All buildings along the street was destroyed in the Copenhagen Fire of 1728. They were soon rebuilt but the southernmost part of the street disappeared with the establishment of the new marketplace Kultorvet.

Frederiksborggade was extended when Copenhagen's fortifications were decommissioned in the 1850s. The North Gate was demolished and the extended street opened to traffic on 18 November 1856.
The intersection with Nørre Farimagsgade became the busiest junction in Copenhagen and Denmark's first automatic traffic lights were installed at the site on 23 November 1928. The southern portion of the street was pedestrianized together with Kultorvet and Købmagergade in the 1960s.

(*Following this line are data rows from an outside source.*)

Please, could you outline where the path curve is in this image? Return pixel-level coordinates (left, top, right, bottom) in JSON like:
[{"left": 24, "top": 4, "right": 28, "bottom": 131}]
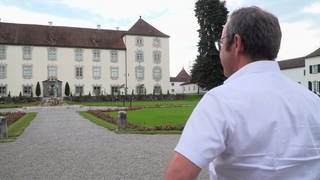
[{"left": 0, "top": 106, "right": 208, "bottom": 180}]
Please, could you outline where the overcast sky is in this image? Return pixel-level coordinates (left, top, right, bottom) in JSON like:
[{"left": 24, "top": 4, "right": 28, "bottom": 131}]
[{"left": 0, "top": 0, "right": 320, "bottom": 76}]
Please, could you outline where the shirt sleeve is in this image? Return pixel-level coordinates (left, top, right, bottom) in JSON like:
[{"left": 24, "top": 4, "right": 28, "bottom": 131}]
[{"left": 175, "top": 93, "right": 231, "bottom": 168}]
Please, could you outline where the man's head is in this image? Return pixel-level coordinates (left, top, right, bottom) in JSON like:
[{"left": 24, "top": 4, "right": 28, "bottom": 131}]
[{"left": 220, "top": 7, "right": 281, "bottom": 76}]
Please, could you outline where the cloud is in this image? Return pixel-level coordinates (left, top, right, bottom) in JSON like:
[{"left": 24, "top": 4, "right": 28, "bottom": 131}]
[
  {"left": 278, "top": 20, "right": 320, "bottom": 60},
  {"left": 0, "top": 5, "right": 96, "bottom": 28},
  {"left": 302, "top": 1, "right": 320, "bottom": 14}
]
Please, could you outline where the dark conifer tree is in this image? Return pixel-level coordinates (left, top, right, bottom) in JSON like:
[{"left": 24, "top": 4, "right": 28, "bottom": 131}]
[
  {"left": 64, "top": 82, "right": 70, "bottom": 96},
  {"left": 36, "top": 82, "right": 41, "bottom": 97},
  {"left": 191, "top": 0, "right": 228, "bottom": 90}
]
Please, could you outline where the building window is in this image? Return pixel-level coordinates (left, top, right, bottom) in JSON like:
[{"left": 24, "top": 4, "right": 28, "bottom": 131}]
[
  {"left": 75, "top": 86, "right": 83, "bottom": 96},
  {"left": 110, "top": 50, "right": 118, "bottom": 62},
  {"left": 23, "top": 85, "right": 32, "bottom": 96},
  {"left": 311, "top": 81, "right": 320, "bottom": 93},
  {"left": 136, "top": 51, "right": 143, "bottom": 62},
  {"left": 92, "top": 86, "right": 101, "bottom": 96},
  {"left": 23, "top": 46, "right": 32, "bottom": 60},
  {"left": 136, "top": 37, "right": 143, "bottom": 47},
  {"left": 136, "top": 84, "right": 145, "bottom": 94},
  {"left": 136, "top": 66, "right": 144, "bottom": 80},
  {"left": 92, "top": 67, "right": 101, "bottom": 79},
  {"left": 0, "top": 64, "right": 7, "bottom": 79},
  {"left": 76, "top": 67, "right": 83, "bottom": 79},
  {"left": 74, "top": 49, "right": 83, "bottom": 61},
  {"left": 153, "top": 85, "right": 162, "bottom": 94},
  {"left": 92, "top": 49, "right": 100, "bottom": 61},
  {"left": 111, "top": 86, "right": 120, "bottom": 95},
  {"left": 22, "top": 65, "right": 32, "bottom": 79},
  {"left": 0, "top": 45, "right": 6, "bottom": 60},
  {"left": 153, "top": 51, "right": 161, "bottom": 64},
  {"left": 111, "top": 67, "right": 119, "bottom": 79},
  {"left": 152, "top": 38, "right": 161, "bottom": 48},
  {"left": 48, "top": 66, "right": 57, "bottom": 79},
  {"left": 152, "top": 67, "right": 161, "bottom": 81},
  {"left": 309, "top": 64, "right": 320, "bottom": 74},
  {"left": 48, "top": 47, "right": 57, "bottom": 61},
  {"left": 0, "top": 85, "right": 7, "bottom": 96}
]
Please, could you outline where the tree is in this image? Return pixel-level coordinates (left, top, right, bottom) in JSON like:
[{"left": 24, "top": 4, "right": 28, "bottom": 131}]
[
  {"left": 191, "top": 0, "right": 228, "bottom": 90},
  {"left": 64, "top": 82, "right": 70, "bottom": 96},
  {"left": 36, "top": 81, "right": 41, "bottom": 97}
]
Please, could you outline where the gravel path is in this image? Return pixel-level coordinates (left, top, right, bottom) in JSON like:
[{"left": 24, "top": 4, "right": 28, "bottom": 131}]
[{"left": 0, "top": 106, "right": 208, "bottom": 180}]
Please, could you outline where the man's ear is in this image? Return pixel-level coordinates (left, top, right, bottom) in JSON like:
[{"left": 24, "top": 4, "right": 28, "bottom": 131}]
[{"left": 233, "top": 34, "right": 243, "bottom": 54}]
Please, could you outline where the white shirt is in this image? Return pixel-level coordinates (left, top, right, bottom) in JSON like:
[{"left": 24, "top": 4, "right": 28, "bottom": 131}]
[{"left": 175, "top": 61, "right": 320, "bottom": 180}]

==Notable buildings and residents==
The Historicist building on the corner of Frederiksborggade was designed by Valdemar Ingemann and is from 1895. It was originally topped by a tall spire but it was dismantled after a few years

The building at No. 11 was built for Landmandsbanken to design by Hermann Baagøe Storck in 1881-83. It contained a Danske Bank branch until 2015. The building at the southeastern corner with Nørre Voldgade (Frederiksborggade 14 / Nørre Voldgade 88= was built by Frederik Lecy for the company Carl Holten in 1898. It now contains a Nordea branch in the ground floor.

==Public art==
Am Art Deco-style stone pillar designed by Peder Vilhelm Jensen-Klint marks the point where Copenhagen's North Gate was once located. Similar stone pillars mark the points where the East Gate, West Gate and Amager Gate were once situated.